Je suis dubitatif car au bout du compte, c'est toujours la même
vision unique des choses qui ne repose que sur le développement
international, l'échange matériel. Pourtant l'économie
ne peut être un projet en soi, l'économie doit être
au service de quelque chose. Comment on échange pas plus - mais
mieux ? Comment on respecte l'autre dans l'échange ? Et on oublie
souvent que l'économie c'est d'abord une histoire de rapport de
force. L'Allemagne ou le Japon ont repris leur place politique en développant
une force de frappe économique. L'économie c'est d'abord
le développement pour soi de ce rapport de force, ce n'est pas
terrible en terme de solidarité. D'autant qu'on n'est plus à
l'époque du plan Marshall ! Aujourd'hui, le criminel, c'est celui
fermera ses frontières et pas celui qui rentre dans le pays. Or,
qu'est que ça veut dire d'ouvrir ses frontières quand on
est en position de faiblesse dans le rapport de force ? Peut-on s'ouvrir
à l'économie américaine ou allemande et développer
sa propre économie ? Une fois les frontières ouvertes, il
n'y a plus de choix économique possible. Pourquoi ne se pose-t-on
pas la question de l'opportunité locale - économique, sociale
- d'ouvrir les frontières ?
Mon impression est que les Etats laissent de plus en plus filer leurs
pouvoirs, et que les pouvoirs se concentrent de plus en plus entre les
mains de quelques multinationales. Mais qui peut avoir prise sur ces multinationales
? On a l'impression en même temps d'un pouvoir dilué et concentré.

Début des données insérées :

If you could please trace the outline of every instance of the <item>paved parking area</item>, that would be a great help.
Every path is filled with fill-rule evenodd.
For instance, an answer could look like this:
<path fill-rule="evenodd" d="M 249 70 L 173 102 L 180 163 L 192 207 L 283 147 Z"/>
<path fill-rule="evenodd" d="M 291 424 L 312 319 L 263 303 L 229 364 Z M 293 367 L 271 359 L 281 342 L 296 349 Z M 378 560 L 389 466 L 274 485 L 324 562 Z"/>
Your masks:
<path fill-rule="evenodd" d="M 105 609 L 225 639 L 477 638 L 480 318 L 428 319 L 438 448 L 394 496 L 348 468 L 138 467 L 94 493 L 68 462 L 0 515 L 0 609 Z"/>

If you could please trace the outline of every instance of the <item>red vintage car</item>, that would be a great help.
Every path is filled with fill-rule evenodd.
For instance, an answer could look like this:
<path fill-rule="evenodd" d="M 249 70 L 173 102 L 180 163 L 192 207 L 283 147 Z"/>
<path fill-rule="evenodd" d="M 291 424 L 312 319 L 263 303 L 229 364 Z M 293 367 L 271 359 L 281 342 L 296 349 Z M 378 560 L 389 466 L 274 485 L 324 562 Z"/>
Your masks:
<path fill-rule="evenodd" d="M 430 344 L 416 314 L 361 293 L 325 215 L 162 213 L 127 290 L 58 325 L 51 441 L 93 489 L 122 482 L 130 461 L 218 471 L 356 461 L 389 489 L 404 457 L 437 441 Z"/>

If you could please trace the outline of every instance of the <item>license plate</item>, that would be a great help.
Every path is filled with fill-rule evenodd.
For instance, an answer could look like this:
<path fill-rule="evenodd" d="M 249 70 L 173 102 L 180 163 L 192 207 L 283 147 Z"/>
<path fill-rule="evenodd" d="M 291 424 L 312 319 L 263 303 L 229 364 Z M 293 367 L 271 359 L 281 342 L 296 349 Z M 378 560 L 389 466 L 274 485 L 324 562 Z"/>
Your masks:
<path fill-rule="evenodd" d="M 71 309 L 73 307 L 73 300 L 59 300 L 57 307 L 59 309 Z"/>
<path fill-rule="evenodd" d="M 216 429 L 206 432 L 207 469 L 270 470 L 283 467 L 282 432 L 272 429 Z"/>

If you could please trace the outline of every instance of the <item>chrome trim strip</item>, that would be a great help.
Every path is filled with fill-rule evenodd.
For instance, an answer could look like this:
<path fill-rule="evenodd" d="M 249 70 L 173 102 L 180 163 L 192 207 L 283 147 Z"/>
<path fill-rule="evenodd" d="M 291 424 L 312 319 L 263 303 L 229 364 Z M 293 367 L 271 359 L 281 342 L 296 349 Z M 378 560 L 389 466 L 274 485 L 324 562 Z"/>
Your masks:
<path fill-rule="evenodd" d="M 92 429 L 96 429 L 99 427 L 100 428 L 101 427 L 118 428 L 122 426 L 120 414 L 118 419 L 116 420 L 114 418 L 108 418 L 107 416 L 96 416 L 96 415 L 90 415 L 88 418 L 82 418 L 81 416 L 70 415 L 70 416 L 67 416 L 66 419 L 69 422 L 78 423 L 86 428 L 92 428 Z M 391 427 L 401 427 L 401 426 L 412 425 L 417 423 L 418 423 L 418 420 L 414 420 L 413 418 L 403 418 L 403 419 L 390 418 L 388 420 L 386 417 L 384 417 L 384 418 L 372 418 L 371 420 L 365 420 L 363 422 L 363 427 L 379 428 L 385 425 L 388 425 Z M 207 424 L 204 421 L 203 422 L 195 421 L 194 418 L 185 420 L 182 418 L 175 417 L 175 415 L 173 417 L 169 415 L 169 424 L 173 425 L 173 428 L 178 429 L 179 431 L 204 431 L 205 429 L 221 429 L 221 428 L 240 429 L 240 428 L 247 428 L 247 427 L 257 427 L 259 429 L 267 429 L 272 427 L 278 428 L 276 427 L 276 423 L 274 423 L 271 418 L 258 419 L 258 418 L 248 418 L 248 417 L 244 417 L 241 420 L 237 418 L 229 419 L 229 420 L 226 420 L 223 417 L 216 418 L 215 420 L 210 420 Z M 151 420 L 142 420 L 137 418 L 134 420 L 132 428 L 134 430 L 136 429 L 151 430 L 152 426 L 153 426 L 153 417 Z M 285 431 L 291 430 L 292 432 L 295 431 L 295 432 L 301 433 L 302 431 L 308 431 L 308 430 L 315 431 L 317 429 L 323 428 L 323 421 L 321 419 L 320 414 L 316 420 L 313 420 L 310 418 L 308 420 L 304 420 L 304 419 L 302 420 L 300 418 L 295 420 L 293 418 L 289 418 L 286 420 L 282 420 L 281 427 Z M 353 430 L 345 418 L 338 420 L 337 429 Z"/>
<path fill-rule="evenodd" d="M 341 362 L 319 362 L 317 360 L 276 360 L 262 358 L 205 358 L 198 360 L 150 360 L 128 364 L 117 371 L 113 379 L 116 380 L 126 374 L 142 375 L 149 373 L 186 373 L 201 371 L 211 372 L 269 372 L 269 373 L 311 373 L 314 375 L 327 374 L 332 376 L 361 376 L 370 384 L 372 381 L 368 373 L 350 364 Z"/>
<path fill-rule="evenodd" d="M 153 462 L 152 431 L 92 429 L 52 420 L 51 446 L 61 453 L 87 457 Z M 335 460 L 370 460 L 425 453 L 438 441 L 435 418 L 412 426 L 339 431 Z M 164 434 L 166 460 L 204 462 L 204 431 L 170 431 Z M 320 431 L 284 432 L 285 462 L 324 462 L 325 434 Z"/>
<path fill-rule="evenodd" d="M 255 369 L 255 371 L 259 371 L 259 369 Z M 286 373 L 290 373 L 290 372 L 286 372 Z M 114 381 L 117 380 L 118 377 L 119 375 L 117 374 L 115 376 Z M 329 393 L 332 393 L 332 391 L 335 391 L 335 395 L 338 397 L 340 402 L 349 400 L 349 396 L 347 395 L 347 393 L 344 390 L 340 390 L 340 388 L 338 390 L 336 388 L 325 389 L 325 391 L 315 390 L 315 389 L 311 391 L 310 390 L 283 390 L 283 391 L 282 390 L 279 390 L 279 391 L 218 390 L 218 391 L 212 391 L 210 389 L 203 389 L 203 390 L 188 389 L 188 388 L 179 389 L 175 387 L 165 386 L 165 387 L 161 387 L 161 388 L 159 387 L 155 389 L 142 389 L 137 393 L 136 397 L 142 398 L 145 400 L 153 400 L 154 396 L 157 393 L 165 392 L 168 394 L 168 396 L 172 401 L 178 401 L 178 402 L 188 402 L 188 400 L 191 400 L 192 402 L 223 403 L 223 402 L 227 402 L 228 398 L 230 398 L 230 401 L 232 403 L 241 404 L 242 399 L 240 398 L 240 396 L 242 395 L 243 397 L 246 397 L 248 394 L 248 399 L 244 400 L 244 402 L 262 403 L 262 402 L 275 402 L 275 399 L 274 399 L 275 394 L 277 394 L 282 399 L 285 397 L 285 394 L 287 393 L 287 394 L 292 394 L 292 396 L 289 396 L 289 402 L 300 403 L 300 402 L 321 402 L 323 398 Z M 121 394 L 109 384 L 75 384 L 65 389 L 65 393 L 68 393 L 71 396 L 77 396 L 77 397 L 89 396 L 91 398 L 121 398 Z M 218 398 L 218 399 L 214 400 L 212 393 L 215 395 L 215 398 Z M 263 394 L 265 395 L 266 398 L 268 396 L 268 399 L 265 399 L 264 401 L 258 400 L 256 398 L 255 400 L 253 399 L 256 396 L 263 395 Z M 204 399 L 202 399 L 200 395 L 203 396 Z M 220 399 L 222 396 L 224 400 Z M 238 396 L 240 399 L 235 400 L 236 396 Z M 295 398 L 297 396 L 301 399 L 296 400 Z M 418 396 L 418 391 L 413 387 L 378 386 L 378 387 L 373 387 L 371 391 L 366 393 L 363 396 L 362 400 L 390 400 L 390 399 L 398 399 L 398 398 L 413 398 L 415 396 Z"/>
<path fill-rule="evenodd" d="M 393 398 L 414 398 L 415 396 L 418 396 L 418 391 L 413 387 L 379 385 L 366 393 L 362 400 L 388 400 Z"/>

Quand l'Erika s'échoue, qui est responsable ? Et bien, c'est "
le système " ! Qu'est-ce qu'on fait avec une réponse
comme ça ? ça donne l'impression que se met en place un
système où il n'y a pas de responsabilité. Finalement,
le côté insaisissable de Ben Laden, c'est à se demander
s'il ne s'est pas inspiré de cela : avant la responsabilité
d'une guerre, c'était un autre Etat. Maintenant c'est qui, quand
en plus il dit que ce n'est pas lui ?
La
mondialisation a-t-elle un effet sur les moyens des ONG ?
Il n'y a pas 36 000 moyens de financement ; soit l'aide privée,
soit l'aide publique. Si la situation économique est bonne, on
trouve plus de dons. Et sinon, moins. Et puis ça dépend
des projets et des organisations. Qui va spontanément donner pour
la Côte d'Ivoire ? Il peut y avoir des financements d'Etat, y compris
de la part des Institutions Financières Internationales, mais dans
ce cas, on n'est pas indépendant. Les objectifs de la France ne
sont pas forcément celles de ses ONG ou des populations locales.
Ces dernières aides subissent aussi les effets de la mondialisation.
Par exemple, en Nouvelle-Calédonie, une partie de nos projets sont
financés par la Société Minière Sud Pacifique,
qui est un instrument de développement de la Région Nord
(indépendantiste), qui s'occupe de l'exploitation et de la transformation
du Nickel. Mais le cours du Nickel est variable sur le marché mondial,
donc les revenus du développement aussi...
Les
mobilisations sur la mondialisation ont-elles une homogénéité
?
On est obligé de reconnaître que si les ONG classiques
sont plus écoutées c'est aussi parce qu'il y a des mouvements
plus radicaux, voir plus violents. Il faut admettre que face à
une certaine surdité, il n'y a écoute que parce qu'il y
a violence. Les portes s'ouvrent et nous pouvons y mettre le pied.